About Regional Flavor
There’s Chicago – home of deep-dish pizza, Italian beef sandwiches, all-beef red hots dragged through the garden, world-class corned beef sandwiches, South-Side soul-food BBQ, and such vintage steak house meals as chicken Vesuvio and shrimp de Jonghe – and there’s the rest of the state, which is a whole other kind of eating bonanza. In the Illinois River Valley, taverns serve masterful fried chicken with ravioli on the side; Springfield is home to its own kill-or-cure four-alarm chilli (two L’s!) as well as to the megacaloric kitchen-sink meal known as a horseshoe. Along old Route 66, look for Cozy Dogs (the original corn dog) as well as smashed crispyburgers with lace-thin edges.
Illinois Regional Specialties
A Chicago original since 1947. Cooked in a high-walled round pan, deep dish pizza verges on being a casserole, its thick, biscuity cornmeal crust loaded with mozzarella cheese and chunked tomatoes. Big sheets of fennel-spiked sausage are a common option.

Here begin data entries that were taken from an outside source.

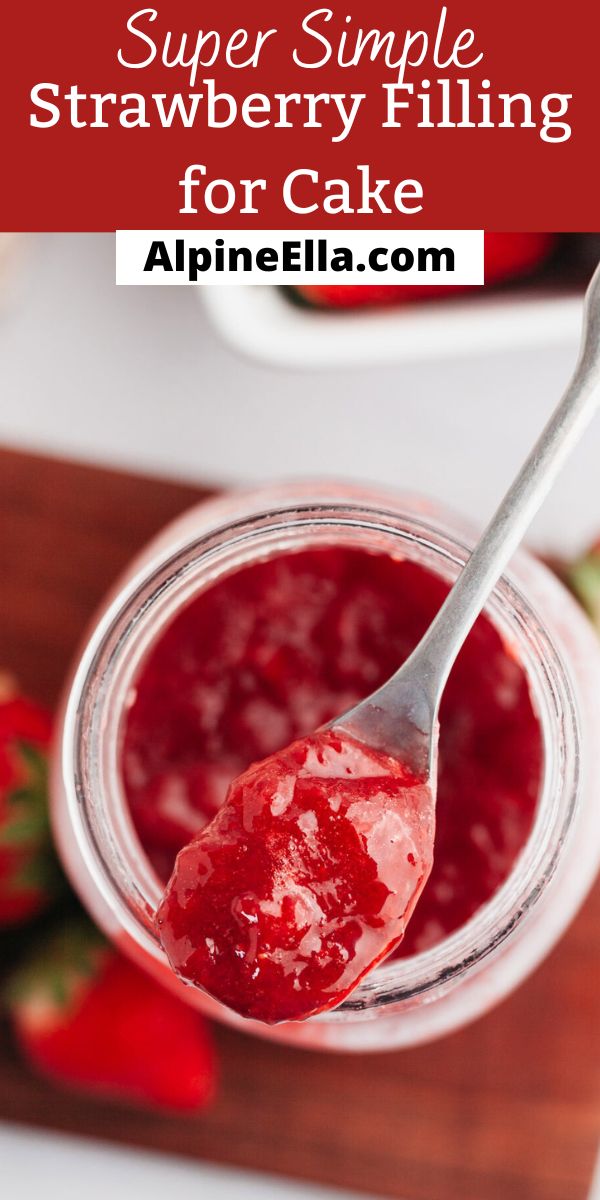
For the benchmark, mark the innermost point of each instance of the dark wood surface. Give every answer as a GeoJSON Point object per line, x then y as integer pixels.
{"type": "Point", "coordinates": [508, 1109]}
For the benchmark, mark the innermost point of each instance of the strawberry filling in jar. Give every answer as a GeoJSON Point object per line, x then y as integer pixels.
{"type": "Point", "coordinates": [255, 621]}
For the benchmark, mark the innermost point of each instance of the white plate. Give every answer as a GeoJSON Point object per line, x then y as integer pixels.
{"type": "Point", "coordinates": [264, 324]}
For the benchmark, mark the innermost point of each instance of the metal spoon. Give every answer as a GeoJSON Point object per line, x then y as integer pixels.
{"type": "Point", "coordinates": [401, 718]}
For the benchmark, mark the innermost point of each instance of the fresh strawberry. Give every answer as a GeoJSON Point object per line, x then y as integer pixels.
{"type": "Point", "coordinates": [29, 873]}
{"type": "Point", "coordinates": [508, 256]}
{"type": "Point", "coordinates": [583, 577]}
{"type": "Point", "coordinates": [88, 1018]}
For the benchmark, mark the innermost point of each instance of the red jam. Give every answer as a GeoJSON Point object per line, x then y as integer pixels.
{"type": "Point", "coordinates": [277, 649]}
{"type": "Point", "coordinates": [303, 882]}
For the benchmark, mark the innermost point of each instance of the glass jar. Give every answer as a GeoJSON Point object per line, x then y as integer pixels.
{"type": "Point", "coordinates": [405, 1001]}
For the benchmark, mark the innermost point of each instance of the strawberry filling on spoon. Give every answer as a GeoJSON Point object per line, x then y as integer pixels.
{"type": "Point", "coordinates": [303, 882]}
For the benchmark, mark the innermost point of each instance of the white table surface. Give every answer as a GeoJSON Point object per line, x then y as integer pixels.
{"type": "Point", "coordinates": [138, 377]}
{"type": "Point", "coordinates": [53, 1167]}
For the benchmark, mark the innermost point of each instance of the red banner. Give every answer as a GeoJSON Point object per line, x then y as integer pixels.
{"type": "Point", "coordinates": [363, 115]}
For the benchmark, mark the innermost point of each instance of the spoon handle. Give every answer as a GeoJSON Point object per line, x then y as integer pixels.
{"type": "Point", "coordinates": [437, 652]}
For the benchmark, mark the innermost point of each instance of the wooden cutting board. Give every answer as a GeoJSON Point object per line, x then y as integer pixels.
{"type": "Point", "coordinates": [508, 1109]}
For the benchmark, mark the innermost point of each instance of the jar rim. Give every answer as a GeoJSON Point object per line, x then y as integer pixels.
{"type": "Point", "coordinates": [165, 583]}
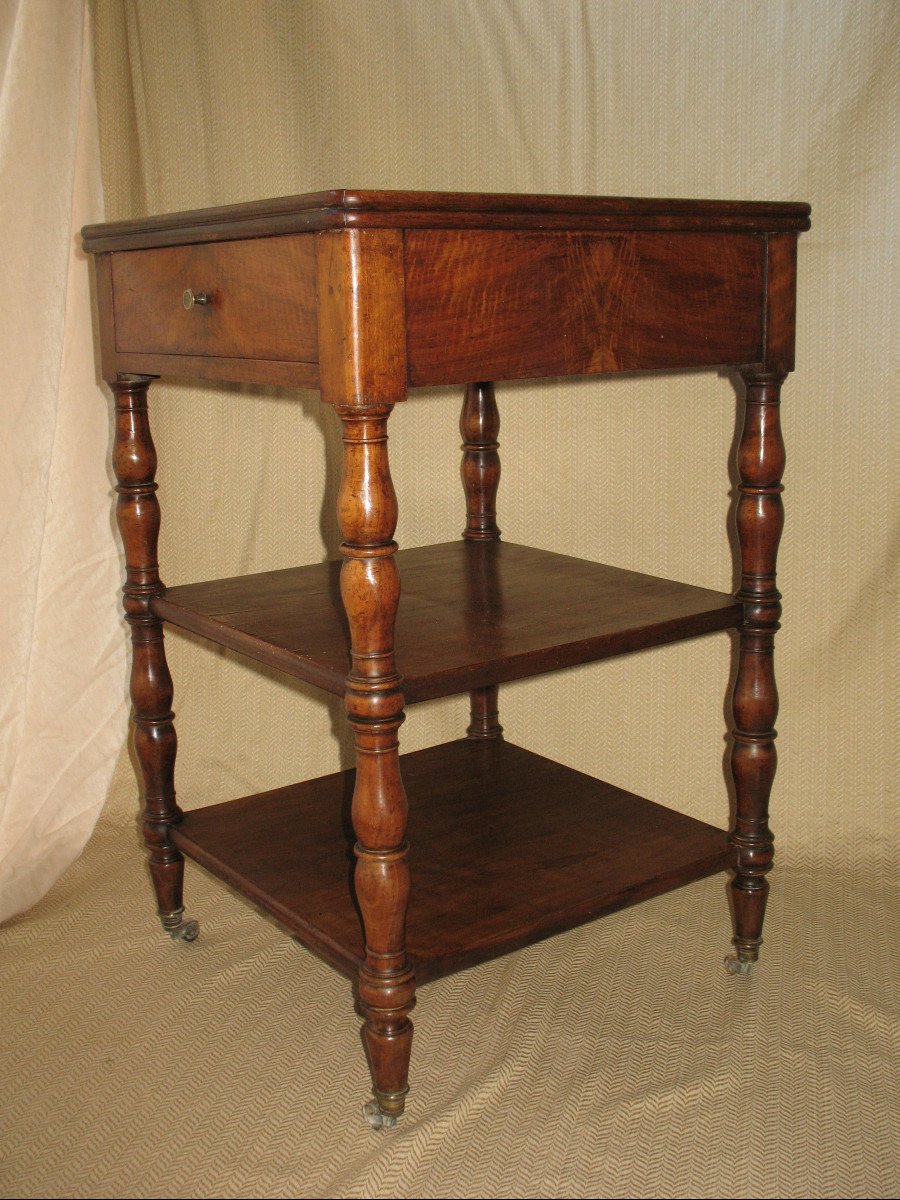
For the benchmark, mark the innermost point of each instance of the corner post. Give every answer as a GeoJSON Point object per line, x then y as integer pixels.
{"type": "Point", "coordinates": [151, 690]}
{"type": "Point", "coordinates": [480, 471]}
{"type": "Point", "coordinates": [760, 520]}
{"type": "Point", "coordinates": [363, 370]}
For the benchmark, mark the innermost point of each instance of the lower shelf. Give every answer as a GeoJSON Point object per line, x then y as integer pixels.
{"type": "Point", "coordinates": [507, 847]}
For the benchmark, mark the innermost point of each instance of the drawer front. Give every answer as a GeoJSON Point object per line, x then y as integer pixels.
{"type": "Point", "coordinates": [508, 305]}
{"type": "Point", "coordinates": [262, 299]}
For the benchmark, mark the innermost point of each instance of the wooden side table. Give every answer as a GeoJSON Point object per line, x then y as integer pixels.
{"type": "Point", "coordinates": [364, 295]}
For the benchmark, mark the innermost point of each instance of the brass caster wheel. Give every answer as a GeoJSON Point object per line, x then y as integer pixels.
{"type": "Point", "coordinates": [378, 1119]}
{"type": "Point", "coordinates": [179, 929]}
{"type": "Point", "coordinates": [733, 965]}
{"type": "Point", "coordinates": [186, 933]}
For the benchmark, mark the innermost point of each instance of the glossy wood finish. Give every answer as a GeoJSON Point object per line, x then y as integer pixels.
{"type": "Point", "coordinates": [263, 300]}
{"type": "Point", "coordinates": [480, 467]}
{"type": "Point", "coordinates": [351, 208]}
{"type": "Point", "coordinates": [364, 294]}
{"type": "Point", "coordinates": [363, 373]}
{"type": "Point", "coordinates": [760, 520]}
{"type": "Point", "coordinates": [480, 471]}
{"type": "Point", "coordinates": [471, 613]}
{"type": "Point", "coordinates": [484, 817]}
{"type": "Point", "coordinates": [513, 305]}
{"type": "Point", "coordinates": [138, 516]}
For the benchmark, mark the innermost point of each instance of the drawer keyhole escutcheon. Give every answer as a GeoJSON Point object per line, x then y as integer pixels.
{"type": "Point", "coordinates": [189, 298]}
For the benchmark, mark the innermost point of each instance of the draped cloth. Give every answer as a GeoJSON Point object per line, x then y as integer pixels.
{"type": "Point", "coordinates": [63, 685]}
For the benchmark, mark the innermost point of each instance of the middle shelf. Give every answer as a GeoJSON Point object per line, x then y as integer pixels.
{"type": "Point", "coordinates": [471, 615]}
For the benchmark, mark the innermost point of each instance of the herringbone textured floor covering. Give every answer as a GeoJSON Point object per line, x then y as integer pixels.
{"type": "Point", "coordinates": [617, 1060]}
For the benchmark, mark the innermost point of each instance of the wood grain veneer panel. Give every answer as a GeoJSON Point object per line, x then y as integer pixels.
{"type": "Point", "coordinates": [471, 615]}
{"type": "Point", "coordinates": [263, 300]}
{"type": "Point", "coordinates": [507, 847]}
{"type": "Point", "coordinates": [507, 305]}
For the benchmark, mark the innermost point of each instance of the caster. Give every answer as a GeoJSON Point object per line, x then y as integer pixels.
{"type": "Point", "coordinates": [186, 931]}
{"type": "Point", "coordinates": [733, 965]}
{"type": "Point", "coordinates": [376, 1117]}
{"type": "Point", "coordinates": [179, 929]}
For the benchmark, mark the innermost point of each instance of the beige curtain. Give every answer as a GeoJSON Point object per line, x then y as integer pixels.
{"type": "Point", "coordinates": [63, 695]}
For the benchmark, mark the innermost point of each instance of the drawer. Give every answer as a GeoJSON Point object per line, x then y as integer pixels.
{"type": "Point", "coordinates": [262, 299]}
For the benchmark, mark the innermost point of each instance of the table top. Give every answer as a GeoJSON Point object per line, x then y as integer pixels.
{"type": "Point", "coordinates": [349, 208]}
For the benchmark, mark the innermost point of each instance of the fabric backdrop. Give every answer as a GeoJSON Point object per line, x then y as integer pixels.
{"type": "Point", "coordinates": [63, 699]}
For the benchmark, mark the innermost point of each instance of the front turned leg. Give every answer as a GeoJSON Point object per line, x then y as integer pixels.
{"type": "Point", "coordinates": [760, 520]}
{"type": "Point", "coordinates": [370, 589]}
{"type": "Point", "coordinates": [480, 471]}
{"type": "Point", "coordinates": [155, 743]}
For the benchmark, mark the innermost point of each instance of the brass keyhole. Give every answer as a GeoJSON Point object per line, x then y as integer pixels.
{"type": "Point", "coordinates": [189, 298]}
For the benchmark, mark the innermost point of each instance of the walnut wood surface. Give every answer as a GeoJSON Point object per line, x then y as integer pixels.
{"type": "Point", "coordinates": [363, 354]}
{"type": "Point", "coordinates": [151, 690]}
{"type": "Point", "coordinates": [263, 300]}
{"type": "Point", "coordinates": [471, 613]}
{"type": "Point", "coordinates": [507, 849]}
{"type": "Point", "coordinates": [364, 294]}
{"type": "Point", "coordinates": [760, 520]}
{"type": "Point", "coordinates": [444, 210]}
{"type": "Point", "coordinates": [510, 305]}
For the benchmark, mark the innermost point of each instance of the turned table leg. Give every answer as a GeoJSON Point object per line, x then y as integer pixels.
{"type": "Point", "coordinates": [760, 519]}
{"type": "Point", "coordinates": [480, 469]}
{"type": "Point", "coordinates": [155, 743]}
{"type": "Point", "coordinates": [370, 589]}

A shaft of muscular bread filled with thin-sliced beef in garlicky natural gravy, Italian Beef is the king of street food in Chicago. Optional garnishes include "sweet" (roasted peppers), "hot" (giardiniera relish), or a length of char-cooked sausage.
Created in Springfield, Illinois, in the 1920s, the horseshoe is a giant plate of food that has gone far beyond its original resemblance to equine footwear. Local taverns and diners pile shoes with hamburgers, pork tenderloins, fried chicken, whitefish or just vegetables along with about a kilo of French fries and a flood of cheese sauce. They're popular at breakfast, too, made with bacon or sausage and hash browns, and cream gravy as a substitute or supplement for the cheese sauce. Morning horseshoes frequently are available in downsized versions known as pony shoes.